The article says Australians can learn to be more confident and entrepreneurial like Americans. It highlights that the US advertising market is booming, digital business models (like paywalls) are working, and that belief in growth could help Australian media and the wider economy recover after a period of weakness.

The article notes the US advertising market was set to grow about 3% while the Australian market was down about 1% from the prior year. That contrast is used to explain stronger commercial confidence in the US versus a more cautious advertising environment in Australia.

A paywall is an online barrier that requires readers to pay to access full news content. The article argues paywalls are important because they let media owners convert online readership into subscription revenue and profit, rather than relying solely on advertising.

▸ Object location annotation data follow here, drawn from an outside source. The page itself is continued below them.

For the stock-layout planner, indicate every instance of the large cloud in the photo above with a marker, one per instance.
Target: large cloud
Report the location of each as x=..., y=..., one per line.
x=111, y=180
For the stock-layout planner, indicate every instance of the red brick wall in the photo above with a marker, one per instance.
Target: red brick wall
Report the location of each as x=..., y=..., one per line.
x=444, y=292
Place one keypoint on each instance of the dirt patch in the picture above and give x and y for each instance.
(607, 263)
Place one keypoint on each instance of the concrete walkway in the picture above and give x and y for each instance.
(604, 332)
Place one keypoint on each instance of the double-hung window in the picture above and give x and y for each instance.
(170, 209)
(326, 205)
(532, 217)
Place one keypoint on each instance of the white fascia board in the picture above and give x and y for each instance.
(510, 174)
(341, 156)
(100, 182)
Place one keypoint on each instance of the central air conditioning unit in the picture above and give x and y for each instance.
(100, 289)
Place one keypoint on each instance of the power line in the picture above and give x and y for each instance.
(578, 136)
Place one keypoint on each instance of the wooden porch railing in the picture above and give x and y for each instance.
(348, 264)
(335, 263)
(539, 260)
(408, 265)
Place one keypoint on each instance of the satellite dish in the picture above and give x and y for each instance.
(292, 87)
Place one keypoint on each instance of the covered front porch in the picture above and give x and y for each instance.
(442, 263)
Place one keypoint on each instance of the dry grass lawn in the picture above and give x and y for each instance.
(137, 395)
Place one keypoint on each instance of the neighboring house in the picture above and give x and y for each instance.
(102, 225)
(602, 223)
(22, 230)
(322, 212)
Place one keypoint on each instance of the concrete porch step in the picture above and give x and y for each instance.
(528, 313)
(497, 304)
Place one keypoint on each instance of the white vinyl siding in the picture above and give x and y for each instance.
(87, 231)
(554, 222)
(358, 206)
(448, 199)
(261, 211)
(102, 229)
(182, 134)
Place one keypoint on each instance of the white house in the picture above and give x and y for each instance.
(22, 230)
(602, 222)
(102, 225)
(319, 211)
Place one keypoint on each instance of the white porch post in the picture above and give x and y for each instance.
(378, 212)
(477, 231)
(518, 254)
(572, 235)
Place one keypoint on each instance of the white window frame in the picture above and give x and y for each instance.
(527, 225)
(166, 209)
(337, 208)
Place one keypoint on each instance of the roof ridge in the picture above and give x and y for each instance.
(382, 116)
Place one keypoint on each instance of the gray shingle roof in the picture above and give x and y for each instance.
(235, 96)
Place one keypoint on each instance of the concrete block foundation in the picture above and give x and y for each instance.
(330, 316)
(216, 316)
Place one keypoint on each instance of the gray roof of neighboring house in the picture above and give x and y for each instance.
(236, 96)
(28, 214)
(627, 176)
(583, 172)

The article highlights The New York Times as a leading example: it had about 600,000 paying digital subscribers, reader/subscriber revenue overtook advertising income for the first time in 2012, digital revenue was growing around 13%, and the paper posted a profit of US$133 million after a prior loss of US$39.7 million.

According to the article, yes — Australian media owners are expecting better times and the paywall model that worked in the US is presented as a clear way to monetise online audiences. The challenge is converting online readership into reliable revenue and profits.

The article points out that high distribution costs can hurt print economics — in New York a cited wage deal for truck drivers of about US$180,000 a year raises the cost of getting papers around, which increases overall publishing and delivery expenses. These cost pressures help explain why digital strategies are attractive.

The article suggests that announcing an election—especially by a minority government—undermined confidence and contributed to a weaker advertising market in Australia. That sense of instability made advertisers more cautious, which depressed ad spending.

The article recommends watching indicators such as advertising market trends, growth in digital subscribers, revenue mix (reader revenue vs advertising), management plans for paywalls, and broader consumer or political stability. These signals help show whether media companies are successfully shifting to profitable digital models.